2. Motif fondé sur l’article 12(1)(d) de la Loi : la date de ma décision [voir à cet effet Park Avenue Furniture Corporation c. Wickes/Simmons Bedding Ltd. (1991), 37 C.P.R. (3d) 413 (C.F.A.)];
3. Motif fondé sur l’article 16(3)(a) de la Loi : la date de production de la demande; et
4. Motif fondé sur l’absence de caractère distinctif de la Marque : généralement acceptée comme étant la date de production de la déclaration d’opposition [voir à cet effet Metro-Goldwyn-Mayer Inc. c. Stargate Connections Inc. (2004), 34 C.P.R. (4th) 317 (C.F.)].
[9] J’analyserai maintenant les motifs d’opposition en regard de la preuve versée dans le présent dossier. Comme l’ensemble de ces motifs repose sur la probabilité de confusion entre les marques de commerce sous étude, et comme le motif fondé sur l’article 12(1)(d) de la Loi m’apparaît à cet égard le plus solide du point de vue de l’Opposante, j’analyserai celui-ci en premier.

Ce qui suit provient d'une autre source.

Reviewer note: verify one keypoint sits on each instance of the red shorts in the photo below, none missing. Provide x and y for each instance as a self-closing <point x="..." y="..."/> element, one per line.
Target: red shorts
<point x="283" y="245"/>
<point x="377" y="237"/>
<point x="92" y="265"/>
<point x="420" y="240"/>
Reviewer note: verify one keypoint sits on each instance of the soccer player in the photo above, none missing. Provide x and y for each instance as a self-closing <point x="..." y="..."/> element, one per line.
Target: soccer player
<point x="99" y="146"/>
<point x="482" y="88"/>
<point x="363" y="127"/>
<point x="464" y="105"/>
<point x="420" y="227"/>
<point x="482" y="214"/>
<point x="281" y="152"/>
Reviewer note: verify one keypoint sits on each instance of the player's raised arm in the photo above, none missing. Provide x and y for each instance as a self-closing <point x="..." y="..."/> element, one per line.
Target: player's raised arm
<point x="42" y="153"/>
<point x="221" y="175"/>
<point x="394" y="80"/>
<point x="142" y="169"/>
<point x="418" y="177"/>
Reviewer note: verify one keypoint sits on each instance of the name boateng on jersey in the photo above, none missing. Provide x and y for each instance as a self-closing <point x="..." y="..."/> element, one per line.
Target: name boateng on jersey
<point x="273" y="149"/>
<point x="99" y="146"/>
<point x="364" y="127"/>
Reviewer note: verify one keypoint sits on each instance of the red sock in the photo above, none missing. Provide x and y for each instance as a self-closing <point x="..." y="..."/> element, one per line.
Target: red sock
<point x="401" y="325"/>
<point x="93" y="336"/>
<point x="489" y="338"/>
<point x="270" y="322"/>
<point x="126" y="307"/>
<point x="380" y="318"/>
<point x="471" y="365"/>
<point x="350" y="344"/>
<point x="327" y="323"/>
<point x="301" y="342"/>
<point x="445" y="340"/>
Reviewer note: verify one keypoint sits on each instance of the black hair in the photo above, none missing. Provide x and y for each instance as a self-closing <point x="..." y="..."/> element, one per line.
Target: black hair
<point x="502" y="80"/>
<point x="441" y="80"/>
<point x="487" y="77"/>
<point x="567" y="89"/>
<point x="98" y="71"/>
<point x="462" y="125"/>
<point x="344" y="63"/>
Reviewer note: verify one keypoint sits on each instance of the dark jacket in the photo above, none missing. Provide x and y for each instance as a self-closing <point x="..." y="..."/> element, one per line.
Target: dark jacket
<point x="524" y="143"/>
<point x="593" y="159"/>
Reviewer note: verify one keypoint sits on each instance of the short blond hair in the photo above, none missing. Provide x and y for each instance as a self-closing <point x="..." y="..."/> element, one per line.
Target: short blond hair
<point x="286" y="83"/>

Motif fondé sur l’article 12(1)(d) de la Loi
[10] Bien que l’Opposante n’ait pas comme tel produit de certificat d’authenticité attestant de l’existence de l’enregistrement no TMA323,081 pour la marque de commerce PREVEX, j’ai exercé ma discrétion et vérifié que cet enregistrement est toujours en vigueur sur le registre des marques de commerce. Puisque cela est le cas, l’Opposante a satisfait le fardeau de preuve initial lui incombant. La Requérante doit dès lors démontrer, selon la prépondérance des probabilités, qu’il n’y a pas de risque de confusion entre la Marque et cette marque de l’Opposante.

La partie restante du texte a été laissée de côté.